Au volant du banal monospace gris « trouvé » par lui, Moïse esquisse un sourire en entendant Gena. A son côté, muet et imperturbable, Horst scrute le décor. Dans la contre-porte, le fusil d'assaut emprunté au commando qui a essayé de le tuer. « Au cas où »…

Sur la rangée derrière, Kafim et Sidonie. Depuis le départ, celle-ci n'a pas décollé les yeux de l'écran incrusté dans le dossier du siège conducteur et branché sur Music Channel, le son à fond les basses emplissant tout l'habitacle malgré les airs réprobateurs des autres voyageurs. Sans décoller les yeux, Sidonie a par contre abondamment parlé, pour se plaindre de la médiocrité de ses conditions de voyage.
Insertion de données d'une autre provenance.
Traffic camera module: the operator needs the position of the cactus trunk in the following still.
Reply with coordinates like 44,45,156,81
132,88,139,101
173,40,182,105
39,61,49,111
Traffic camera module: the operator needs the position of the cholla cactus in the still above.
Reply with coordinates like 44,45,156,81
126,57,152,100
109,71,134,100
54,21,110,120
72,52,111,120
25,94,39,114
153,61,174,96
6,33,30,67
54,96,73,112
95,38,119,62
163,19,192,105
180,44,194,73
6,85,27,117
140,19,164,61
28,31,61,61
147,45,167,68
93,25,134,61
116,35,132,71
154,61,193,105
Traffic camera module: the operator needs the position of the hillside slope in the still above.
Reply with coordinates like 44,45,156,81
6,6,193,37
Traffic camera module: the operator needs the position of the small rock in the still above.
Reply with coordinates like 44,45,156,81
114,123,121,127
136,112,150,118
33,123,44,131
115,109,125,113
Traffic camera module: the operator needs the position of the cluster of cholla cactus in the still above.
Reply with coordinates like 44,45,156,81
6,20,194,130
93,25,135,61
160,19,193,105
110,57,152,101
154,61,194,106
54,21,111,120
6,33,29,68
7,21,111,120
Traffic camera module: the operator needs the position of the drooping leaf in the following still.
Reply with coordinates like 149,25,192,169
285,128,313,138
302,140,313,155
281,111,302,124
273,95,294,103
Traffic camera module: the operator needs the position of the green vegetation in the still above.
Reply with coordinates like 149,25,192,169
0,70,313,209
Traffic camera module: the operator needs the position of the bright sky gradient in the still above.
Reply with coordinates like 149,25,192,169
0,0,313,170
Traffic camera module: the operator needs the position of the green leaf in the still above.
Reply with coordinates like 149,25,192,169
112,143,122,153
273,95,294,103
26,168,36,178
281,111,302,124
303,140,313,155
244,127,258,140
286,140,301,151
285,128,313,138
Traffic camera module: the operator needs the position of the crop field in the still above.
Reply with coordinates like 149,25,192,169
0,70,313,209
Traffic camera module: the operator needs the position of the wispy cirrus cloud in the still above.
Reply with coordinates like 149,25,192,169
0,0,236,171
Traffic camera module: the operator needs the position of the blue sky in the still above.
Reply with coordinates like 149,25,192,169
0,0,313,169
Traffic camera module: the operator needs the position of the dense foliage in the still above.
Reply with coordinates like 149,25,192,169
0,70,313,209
Kafim lui aussi a allumé son écran, mais pour suivre les infos locales. Après tout, ils viennent de quitter un Block où un antigrav vient de s'écraser et où une petite armée vient de débarquer en tirant à tort et à travers.

En dernière rangée, les yeux mobiles parcourant le chemin parcouru, Gena, son Glock et son sac à dos bien rempli.

Vexée par la dernière réflexion de Gena, Sidonie se renfrogne, arrache de son torse le diagnosti-kit médical qui depuis le début n'affiche que des signaux verts de bon état général et se cale dans son fauteuil, regardant pour la première fois l'extérieur qui défile.

Dehors, le Block 108 Bis a disparu, laissant place au combinat de chimie industrielle de MégaPlast. Horst connaît le combinat. Ils en ont pour une demi-heure à travers ses vingt kilomètres de long agrémentés de divers carrefours, signalisations d'arrêts et convois exceptionnels a la vitesse règlementaire de cinquante kilomètres par heure.

Convois exceptionnels, parce que la route de transit principal, celle qu'emprunte le groupe, est bordée par les unités de production, alors que les unités de vie et d'activité tertiaire des employés de la Corp se trouvent dans la mesure du possible à l'écart des cheminées, du bruit et des odeurs.

Les voyageurs se sont acquittés de la taxe de passage à l'entrée du combinat, en échange ils ont droit à des voies de circulation d'assez bonne qualité, même s'ils n'ont pas accès aux voies rapides inter-blocs dont le prix reste au dessus de leurs maigres moyens.

Sidonie s'en est bien sûr offusquée mais ses compagnons de route lui ont expliqué avec soin qu'ils n'avaient pas, eux, accès aux cartes de paiement inter-blocs illimitées comme celle dont elle pouvait disposer, carte restée dans l'épave du « Princesse » avec moult autres objets qui leur auraient été bien utile…

Par devers lui, Horst pense que Gena doit bien disposer d'une telle carte mais que c'est son choix de ne pas l'utiliser sans raison. Et après tout quatre heures de route par les voies expresses sous vidéo surveillance ou huit heures par les routes intra-block ça ne devrait pas changer grand chose.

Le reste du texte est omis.